Analysis of the unaudited third-quarter results for Access Holdings Plc (parent of Access Bank), First HoldCo, Zenith Bank Plc, United Bank for Africa (UBA), Guaranty Trust Holding Company (GTCO), Stanbic IBTC Holdings, Sterling Financial Holding Company, Wema Bank, and Ecobank Transnational Incorporated shows that a combination of rising lending rates and strategic loan deployment drove the surge in interest income.
Interest income, as defined by the Corporate Finance Institute, is the revenue a financial institution earns from lending its funds—either through deposits in other banks or investment in instruments such as certificates of deposit. For Nigerian banks, loans and advances to customers remain the primary contributor, alongside investments in debt securities and cash holdings.
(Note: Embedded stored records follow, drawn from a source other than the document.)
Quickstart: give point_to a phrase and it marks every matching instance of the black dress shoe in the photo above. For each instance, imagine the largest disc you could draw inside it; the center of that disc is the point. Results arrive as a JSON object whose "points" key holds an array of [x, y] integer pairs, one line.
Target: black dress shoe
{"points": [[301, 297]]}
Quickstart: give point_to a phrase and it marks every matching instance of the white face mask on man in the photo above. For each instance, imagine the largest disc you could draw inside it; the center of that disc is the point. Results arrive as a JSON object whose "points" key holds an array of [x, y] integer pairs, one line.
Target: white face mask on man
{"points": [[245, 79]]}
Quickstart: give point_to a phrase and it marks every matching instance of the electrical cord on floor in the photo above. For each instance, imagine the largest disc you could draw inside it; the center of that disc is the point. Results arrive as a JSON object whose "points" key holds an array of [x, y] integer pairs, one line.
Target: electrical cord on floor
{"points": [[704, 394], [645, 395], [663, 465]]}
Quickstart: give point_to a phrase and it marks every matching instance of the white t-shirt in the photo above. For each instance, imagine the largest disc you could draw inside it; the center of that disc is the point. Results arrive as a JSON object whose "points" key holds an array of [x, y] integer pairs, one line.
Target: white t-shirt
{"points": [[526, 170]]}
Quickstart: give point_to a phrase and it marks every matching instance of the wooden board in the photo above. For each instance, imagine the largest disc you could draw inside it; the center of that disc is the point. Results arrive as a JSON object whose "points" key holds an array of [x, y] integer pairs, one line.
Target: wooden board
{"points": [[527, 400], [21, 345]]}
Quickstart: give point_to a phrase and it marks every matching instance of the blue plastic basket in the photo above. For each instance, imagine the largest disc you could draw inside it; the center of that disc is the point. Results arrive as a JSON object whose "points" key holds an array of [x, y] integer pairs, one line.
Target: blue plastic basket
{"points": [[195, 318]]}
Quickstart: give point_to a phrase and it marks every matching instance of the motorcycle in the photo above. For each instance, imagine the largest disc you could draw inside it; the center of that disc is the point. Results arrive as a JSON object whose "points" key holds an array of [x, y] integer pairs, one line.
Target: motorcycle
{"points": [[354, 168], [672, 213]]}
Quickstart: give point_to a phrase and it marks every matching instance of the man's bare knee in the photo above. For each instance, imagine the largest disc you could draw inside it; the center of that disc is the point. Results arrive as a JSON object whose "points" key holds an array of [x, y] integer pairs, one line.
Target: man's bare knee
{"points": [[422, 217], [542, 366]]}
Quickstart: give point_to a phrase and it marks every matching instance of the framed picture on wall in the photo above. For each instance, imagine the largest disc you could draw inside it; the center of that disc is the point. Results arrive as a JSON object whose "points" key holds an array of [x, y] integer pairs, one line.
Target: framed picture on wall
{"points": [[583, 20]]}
Among the top performers, Access Holdings led in absolute terms, posting interest income of N2.90 trillion, up 21.11 percent from N2.39 trillion in Q3 2024. Zenith Bank followed closely, generating about N2.74 trillion, representing a 40.77 percent year-on-year increase. Ecobank Transnational, which reports in both naira and US dollars, recorded a 20 percent rise to N2.33 trillion from N1.93 trillion. First HoldCo also crossed the N2 trillion mark with N2.29 trillion, up from N1.63 trillion the previous year. Collectively, these four institutions accounted for the majority of the sector’s interest income during the period.
In terms of growth momentum, Zenith Bank and First HoldCo recorded the strongest gains. Zenith Bank achieved the largest absolute increase in interest income, adding approximately N793.84 billion, while First HoldCo followed with a growth of about N659.37 billion. GTCO’s interest income grew by 25.56 percent to N1.23 trillion, while UBA registered the lowest growth rate among the major banks at 10.08 percent, reaching N1.98 trillion.
Some smaller banks posted remarkable gains: Wema Bank saw its interest income surge 72.65 percent to N396.95 billion, while Sterling Financial Holding Company recorded a 38.73 percent increase to N262.42 billion. Stanbic IBTC Holdings achieved a 37.24 percent rise, contributing an additional N158.53 billion compared to the same period last year. For Sterling, loans and advances were the largest revenue contributor, followed by debt instruments measured at fair value through other comprehensive income (FVOCI).
The sector-wide growth largely reflects the sustained hikes in Nigeria’s benchmark interest rates, which drove higher yields on loans and investment securities. However, the Monetary Policy Committee (MPC) of the Central Bank of Nigeria (CBN) cut the Monetary Policy Rate (MPR) by 50 basis points to 27 percent in September 2025, marking the first reduction in years. The move also included adjustments to the Standing Facilities corridor, Cash Reserve Requirement (CRR) for commercial banks, and a 75 percent CRR on non-Treasury Single Account (TSA) public sector deposits.
CBN Governor Olayemi Cardoso explained that the rate cut was supported by the increasing momentum of disinflation in August, the fastest in the past five months. Despite this, money market indicators showed the maximum lending rate remained high at 29.84 percent in September, though private sector credit dropped to N72.53 trillion from N75.88 trillion in August, suggesting a moderated appetite for borrowing.
Global ratings agency Moody’s Investors Service has warned that the rate cut could pose profitability challenges for Nigerian banks. According to Moody’s, lower policy rates may reduce yields on loans and government securities faster than the decline in deposit costs, potentially squeezing net interest margins. In 2024, net interest income accounted for 62 percent of Nigerian banks’ operating income, and the recent reduction in CRR is expected to provide only partial relief.
The first nine months of 2025 highlight the resilience of Nigerian banks amid fluctuating policy rates, showcasing their ability to leverage high-yield environments while also signaling caution in the face of potential profitability pressures ahead.